Hogs: Lean hog futures ended mixed today. The October through February contracts finished 27 1/2 to 82 1/2 cents lower. Far-deferred contracts favored a slightly firmer tone. Lean hog futures opened higher this morning, but buyer interest proved to be short-lived in fall- and winter-month contracts due to their sizable premiums to the cash index. While the cash market has firmed over the past week, the tendency is for weaker prices through the fourth quarter as supplies reach seasonal peaks. October hogs are roughly $5 above the cash index and December hogs are another $7 higher. That reflects expectations Chinese demand will strengthen the cash market contra-seasonally through year-end. Much of the market’s attention Thursday should be on weekly export sales data, specifically the tonnage of pork sold to China. Chinese purchases of U.S. pork are up sharply, but traders are waiting on a shockingly big figure, especially after Beijing reportedly pledged to buy up to 100,000 MT of U.S. pork as a goodwill gesture to advance trade talks.

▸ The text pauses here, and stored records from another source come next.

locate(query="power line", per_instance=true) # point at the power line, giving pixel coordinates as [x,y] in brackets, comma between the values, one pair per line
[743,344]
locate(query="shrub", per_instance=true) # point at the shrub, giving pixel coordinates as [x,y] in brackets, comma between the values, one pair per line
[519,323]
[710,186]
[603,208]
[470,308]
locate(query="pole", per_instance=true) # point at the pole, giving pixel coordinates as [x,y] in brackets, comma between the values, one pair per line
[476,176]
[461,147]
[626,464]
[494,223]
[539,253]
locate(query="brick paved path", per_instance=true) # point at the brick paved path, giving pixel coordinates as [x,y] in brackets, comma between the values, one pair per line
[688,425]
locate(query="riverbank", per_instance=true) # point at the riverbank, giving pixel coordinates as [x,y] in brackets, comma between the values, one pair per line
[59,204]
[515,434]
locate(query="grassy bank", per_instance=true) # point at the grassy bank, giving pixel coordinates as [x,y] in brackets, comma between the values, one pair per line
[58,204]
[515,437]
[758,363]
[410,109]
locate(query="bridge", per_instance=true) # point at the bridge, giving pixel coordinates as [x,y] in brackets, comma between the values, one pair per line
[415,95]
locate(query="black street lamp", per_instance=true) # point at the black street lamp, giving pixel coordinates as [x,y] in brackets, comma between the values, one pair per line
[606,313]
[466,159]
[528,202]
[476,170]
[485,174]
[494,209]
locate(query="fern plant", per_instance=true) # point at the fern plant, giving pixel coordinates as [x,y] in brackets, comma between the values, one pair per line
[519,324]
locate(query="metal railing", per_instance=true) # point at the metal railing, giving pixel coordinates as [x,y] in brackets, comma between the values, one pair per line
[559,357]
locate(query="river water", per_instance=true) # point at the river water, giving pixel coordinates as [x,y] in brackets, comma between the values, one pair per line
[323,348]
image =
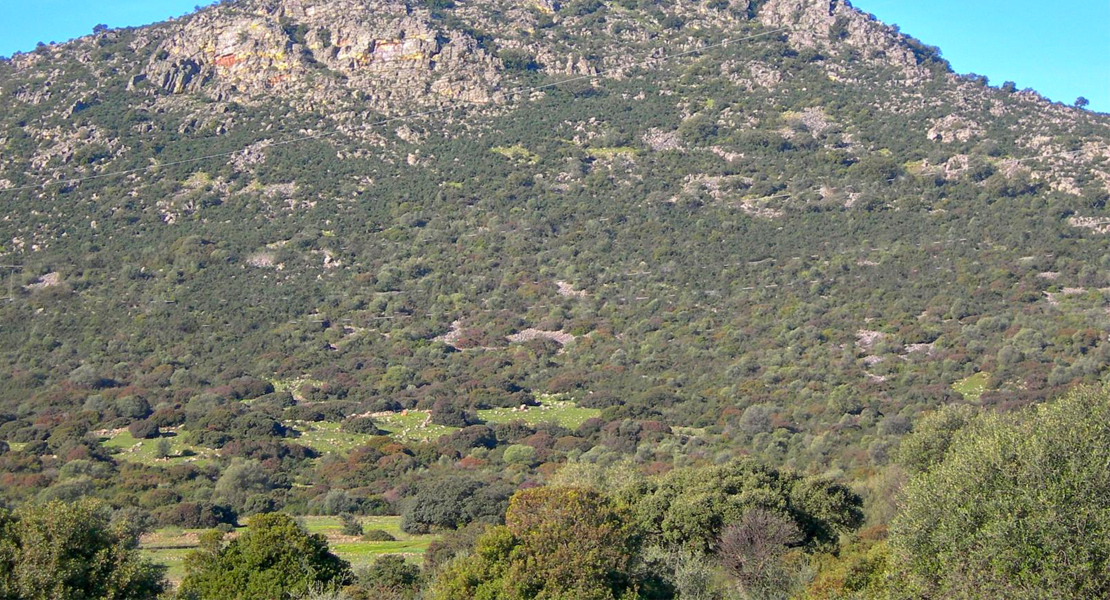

Cattle: Cattle closed higher and near session highs. December cattle rose 80 cents to $110.625 with February rising 75 cents to $116.80. Feeders were up 90 cents to $1.50. December cattle rose to the highest since Aug. 9, erasing an earlier decline and forming a bullish outside-day reversal up. The market was supported by reports of cash cattle trading $1 higher when many were looking for steady-to-lower bids this week. Retailers are featuring pork and chicken this week but the increase in beef demand today suggests a return to more beef features later this month. Midday beef prices were higher on strong morning sales. Choice cutout values rose 6 cents and Select gained 31 cents. Slaughter the first three days of this week is estimated by USDA at 350,000 head, unchanged from a week earlier and down 4,000 head from a year ago. Thursday’s trade will key off the USDA export sales report for the week ended Sept. 26. Any Chinese buying would be a bullish surprise.